The LA Times recently reported on a “burgeoning movement” (statistics aren’t cited) of activism among men who are “post abortive” — that is, they contributed to a pregnancy that ended in abortion. As one Christian counselor tells LAT, “We had abortions.”
There seem to be two motivations behind this movement. The first is to provide counseling and support to men who experience grief or guilt after an abortion. And the second is to use that grief in the political fight over this issue. From the LAT article:
Since the concept of post-abortion syndrome first emerged in the early 1980s, some women have recounted similar stories — and learned to leverage them into political power. They speak at legislative hearings and rallies organized by the Silent No More Awareness Campaign. They write affidavits detailing their years of emotional turmoil, which the Justice Foundation, a conservative advocacy group, submits to lawmakers and courts nationwide.
Last spring, the Supreme Court cited these accounts as one reason to ban the late-term procedure that opponents call “partial-birth” abortion. The majority opinion suggested that the ban would protect women from a decision they might later regret.
Women’s testimony was also used to justify a sweeping abortion ban passed in 2006 in South Dakota. (Voters overturned the ban before it could take effect.)
“It’s a rule of thumb that if you want to get a law passed, you have to tell anecdotes that grab people,” said Dr. Nada Stotland, president-elect of the American Psychiatric Assn. Antiabortion activists have done that well, she said. “They’ve succeeded in convincing a lot of the American public” that abortion leaves women wounded.
Now, those activists see an opportunity to dramatically expand the message.
The Justice Foundation recently began soliciting affidavits from men; one online link promises, “Your story will help legal efforts to end abortion.” Silent No More encourages men to testify at rallies.
Therapist Vincent M. Rue, who helped develop the concept of post-abortion trauma, runs an online study that asks men to check off symptoms (such as irritability, insomnia and impotence) that they feel they have suffered as a result of an abortion. When men are widely recognized as victims, Rue said, “that will change society.”

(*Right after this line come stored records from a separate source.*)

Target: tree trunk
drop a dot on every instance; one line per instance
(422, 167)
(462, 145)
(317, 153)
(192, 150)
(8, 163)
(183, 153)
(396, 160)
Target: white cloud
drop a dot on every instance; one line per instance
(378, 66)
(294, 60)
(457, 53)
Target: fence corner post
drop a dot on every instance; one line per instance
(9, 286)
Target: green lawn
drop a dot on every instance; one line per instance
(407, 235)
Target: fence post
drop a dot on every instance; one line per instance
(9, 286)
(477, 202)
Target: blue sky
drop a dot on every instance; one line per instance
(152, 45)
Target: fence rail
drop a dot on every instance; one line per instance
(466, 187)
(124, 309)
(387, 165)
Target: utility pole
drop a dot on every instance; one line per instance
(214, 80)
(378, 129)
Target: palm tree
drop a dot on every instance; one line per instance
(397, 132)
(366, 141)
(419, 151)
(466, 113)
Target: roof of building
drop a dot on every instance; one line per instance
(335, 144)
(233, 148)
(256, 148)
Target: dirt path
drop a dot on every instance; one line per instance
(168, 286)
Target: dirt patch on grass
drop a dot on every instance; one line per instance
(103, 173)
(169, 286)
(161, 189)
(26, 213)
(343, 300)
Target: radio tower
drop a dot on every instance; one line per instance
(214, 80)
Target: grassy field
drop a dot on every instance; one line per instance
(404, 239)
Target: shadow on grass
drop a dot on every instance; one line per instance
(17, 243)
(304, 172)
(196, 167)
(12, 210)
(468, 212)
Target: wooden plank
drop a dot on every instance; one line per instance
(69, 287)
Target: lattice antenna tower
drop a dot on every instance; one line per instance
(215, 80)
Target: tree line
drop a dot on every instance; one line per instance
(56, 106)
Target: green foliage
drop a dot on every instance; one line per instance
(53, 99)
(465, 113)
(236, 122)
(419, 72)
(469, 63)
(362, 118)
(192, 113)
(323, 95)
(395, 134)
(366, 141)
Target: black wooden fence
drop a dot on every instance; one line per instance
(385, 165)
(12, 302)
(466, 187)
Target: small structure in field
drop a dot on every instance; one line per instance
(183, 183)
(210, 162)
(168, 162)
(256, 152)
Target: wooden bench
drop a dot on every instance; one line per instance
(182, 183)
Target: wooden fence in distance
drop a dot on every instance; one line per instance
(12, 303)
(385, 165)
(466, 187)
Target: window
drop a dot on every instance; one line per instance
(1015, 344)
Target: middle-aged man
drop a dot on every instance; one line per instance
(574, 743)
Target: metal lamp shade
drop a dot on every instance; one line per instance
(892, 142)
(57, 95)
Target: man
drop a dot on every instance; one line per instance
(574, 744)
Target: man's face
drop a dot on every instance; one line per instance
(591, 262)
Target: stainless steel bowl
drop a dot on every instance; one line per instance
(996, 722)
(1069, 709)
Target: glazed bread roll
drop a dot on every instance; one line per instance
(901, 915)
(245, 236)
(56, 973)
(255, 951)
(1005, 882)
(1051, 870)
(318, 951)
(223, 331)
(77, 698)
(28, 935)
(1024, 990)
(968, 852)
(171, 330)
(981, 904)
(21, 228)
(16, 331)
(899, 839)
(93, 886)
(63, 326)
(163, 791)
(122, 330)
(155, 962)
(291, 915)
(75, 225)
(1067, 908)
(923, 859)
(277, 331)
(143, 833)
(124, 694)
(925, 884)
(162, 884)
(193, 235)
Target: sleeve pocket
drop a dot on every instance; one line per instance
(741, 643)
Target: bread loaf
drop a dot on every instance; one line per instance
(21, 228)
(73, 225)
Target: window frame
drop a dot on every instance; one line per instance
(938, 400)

Abortion rights supporters watch this latest mobilization warily: If anecdotes from grieving women can move the Supreme Court, what will testimony about men’s pain accomplish?
“They can potentially shift the entire debate,” said Marjorie Signer of the Religious Coalition for Reproductive Choice, an interfaith group that supports abortion rights.
The article includes a number of anecdotes from men about their experiences with abortion — and at times it seems that the movement might need better representation:
In the end, Aubert says his moral objection to abortion always wins. If he could go back in time, he would try to save the babies.
But would his long-ago girlfriends agree? Or might they also consider the abortions a choice that set them on a better path?
Aubert looks startled. “I never really thought about it for the woman,” he says slowly.